I met most of those goals by receiving a job opportunity, helping a friend from church establish an alternative Christian based school through PACE, which is a Christian teaching system in both Zimbabwe and South Africa. I had to get certified to teach the PACE program and it required six weeks of intensive training, while my son attended preschool.
How did your family react when you told them you were moving to Africa? Did you have any hesitations about moving so far away?
My family had a very supportive reaction to my son and I moving to Africa. We have had a history with Africa for the past thirty years with my cousins moving and living in Urusha, Tanzania during the Civil Rights Movement. I remember that my mother told me that I would travel to Africa at the age of ten.
I believe that some things in life are just part of God’s purpose and plan, and moving to Africa was part of my purpose, and having our family together in one country sealed the deal. However, I did have a few hesitations before leaving, based on the immunizations and passport needed for my son to travel, and the flight that we booked had a delay in Addis Abbaba Ethiopia, which is the capital of Ethiopia.
I have never traveled to that country in the past, so I was not familiar with the airport. However, my father-in-law met us in route from a conference that he had scheduled in Ghana. I believe that knowing that my son and I would meet up with my father-in-law during our journey replaced a little bit of anxiety with comfort and peace.
What are some things you think people would be surprised to know about Zimbabwe?
I think that people would be surprised to know that Zimbabwe has many different levels of economic, social, and diverse people, landscapes, opportunities, and challenges as an African country. I believe that by living in a country where water is not always available, electricity is not always an option.

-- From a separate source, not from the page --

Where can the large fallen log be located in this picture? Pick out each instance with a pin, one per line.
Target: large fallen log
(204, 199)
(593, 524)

I learned to build character, and a spirit of entrepreneurship grew as a result of living in that country for 14 months. I grew spiritually by depending more on God when things became challenging living in a different country with different languages, cultural expectations, and economic challenges in general. I think that people would be surprised to learn that Africa is diverse from the north to the south. You c
You visited South Africa while living on the continent, how was that different than Zimbabwe?
Africa is very diverse and very beautiful continent. South Africa was different from Zimbabwe in the sense that I felt as if South Africa was more Americanized than Zimbabwe. I could find eating places that are similar to those in the United States.
South Africa has shops similar to dollar stores in the United States. However, I did enjoy traveling to see where Nelson and Winnie Mandela lived in Soweto, South Africa. Soweto is where I learned more about the struggle of apartheid in South Africa. Sun City, South Africa had the same feel of Las Vegas, very touristy with many attractions, hotels, restaurants, and an array of shopping areas for people visiting the country.
You worked in an alternative Spring Break in Matamoros, Mexico. What does “Alternative Spring Break” mean?
Alternative Spring Break means a trip where a group of college students engage in volunteer service, typically for a week. I traveled with a group of undergraduate and graduate students from Michigan State University. I went on the trip as a graduate student advisor. I chose Matamoros specifically, because my major in graduate school was Family Studies, and the program emphasized working in social programs, working with children and families, and helping to build a new orphanage in Mexico. I also wanted to learn more Spanish and work as a team with others on a mission to create a better home for children and families.
Why is it important for you to incorporate travel into your life?
I think that it is important for me to incorporate travel in my life based on the fact that travel has always been a major part of my life since childhood. My parents would pack up the van every summer, Thanksgiving, Christmas and Spring breaks and we would hit the road to visit family. We’d travel to Washington DC, Kansas City, MO, Denver, CO, Los Angeles, California, Pittsburgh, PA, Atlanta, GA and so many other places that traveling and the passion for traveling has always been in my blood, and it is something that I can pass on to my children.
I traveled in high school for Winter Guard competitions almost every weekend during the guard season, so when I learned of travel opportunities in college it really sparked my interest to make sure that I have a passport, and make a plan to have as many stamps in my passport to last a lifetime.